(AdnKronos) – Per Mignani sono “svariati i fattori che possono determinare questo ritardo. Non credo ancora una volta che sia una differenza di tecnologia, che è comunque disponibile a prezzi accessibili e dunque non è quella la barriera che differenzia le aziende grandi da quelle medio piccole. Piuttosto, ancora una volta credo che il vero tema sia fare più fatica a sviluppare all’interno dell’azienda una cultura digitale che attraversa tutti i processi”.
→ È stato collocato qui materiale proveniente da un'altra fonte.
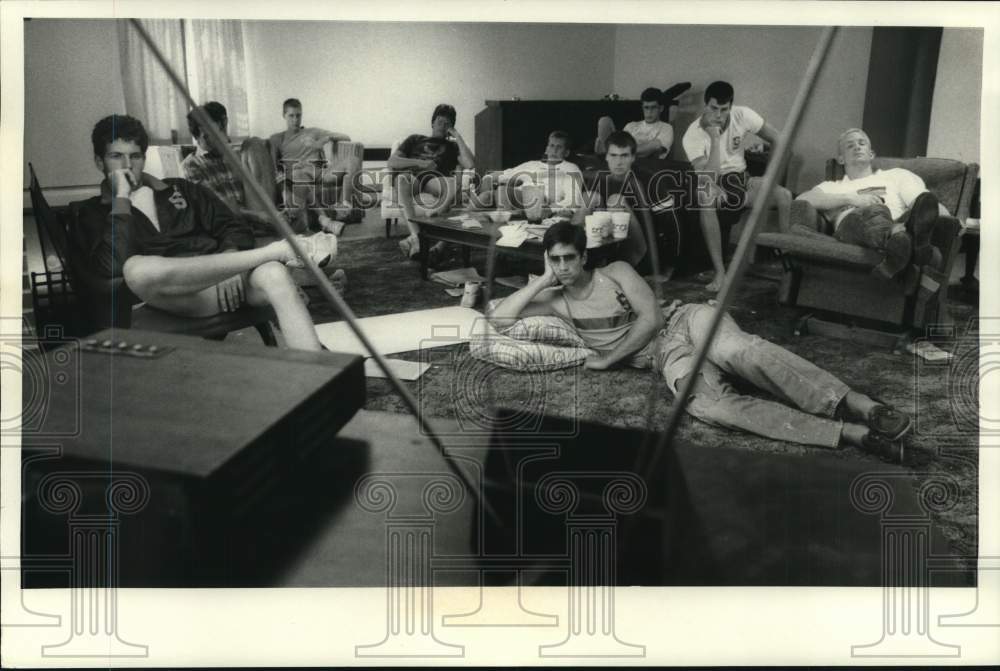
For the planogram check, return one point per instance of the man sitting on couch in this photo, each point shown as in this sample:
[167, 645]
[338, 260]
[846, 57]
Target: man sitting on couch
[307, 165]
[178, 247]
[621, 187]
[615, 313]
[653, 136]
[715, 142]
[425, 164]
[887, 210]
[208, 167]
[559, 179]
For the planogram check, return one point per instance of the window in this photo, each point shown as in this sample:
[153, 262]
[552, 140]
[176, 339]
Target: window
[209, 57]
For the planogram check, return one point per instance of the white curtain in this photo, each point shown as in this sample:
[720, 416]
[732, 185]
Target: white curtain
[149, 94]
[208, 56]
[217, 68]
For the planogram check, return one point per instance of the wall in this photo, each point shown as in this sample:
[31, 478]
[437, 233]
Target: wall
[954, 130]
[72, 80]
[379, 82]
[765, 65]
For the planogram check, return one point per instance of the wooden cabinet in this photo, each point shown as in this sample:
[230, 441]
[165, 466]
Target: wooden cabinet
[509, 132]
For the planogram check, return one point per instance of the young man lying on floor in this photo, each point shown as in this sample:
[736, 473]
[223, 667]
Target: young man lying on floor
[179, 247]
[615, 312]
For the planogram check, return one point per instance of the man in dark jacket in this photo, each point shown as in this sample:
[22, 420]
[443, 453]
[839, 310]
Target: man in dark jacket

“Con il precedente governo, e con le politiche a supporto degli investimenti in macchinari digitali, c’è stato sicuramente uno sviluppo alla digitalizzazione delle aziende. Non bisogna però dimenticare che alcuni dati lasciano qualche dubbio e qualche perplessità. Recentemente Ucimu e dunque la Confindustria che raggruppa i produttori di macchine industriali ha pubblicato un questionario e dai risultati emerge che il 54% delle aziende nel 2017 non ha investito in macchinari digitali e dunque non ha usufruito di quelle che sono i benefici in termini di iper-ammortamento sugli investimenti. E quelle aziende che non lo hanno fatto sono aziende che sono o medio piccole, geograficamente sistemate nel centro e nel sud Italia”.
Insomma, per Mignani non c’è “un’unica ricetta per tutte le aziende, dal momento che il quadro che abbiamo notato è estremamente eterogeneo. Le aziende più evolute hanno già fatto dei passi verso la digitalizzazione e gli interventi sia della direzione aziendale sia dei policy makers devono ora orientarsi nella ricerca innovativa e nel trasferimento di tecnologia innovativa tra università e aziende e il rafforzamento della proprietà intellettuale. Al contrario, nelle aziende che ancora devono fare passi verso la digitalizzazione, e dunque le aziende medio piccole, la strada verso la digitalizzazione è quella di sviluppare una vera e propria cultura digitale”.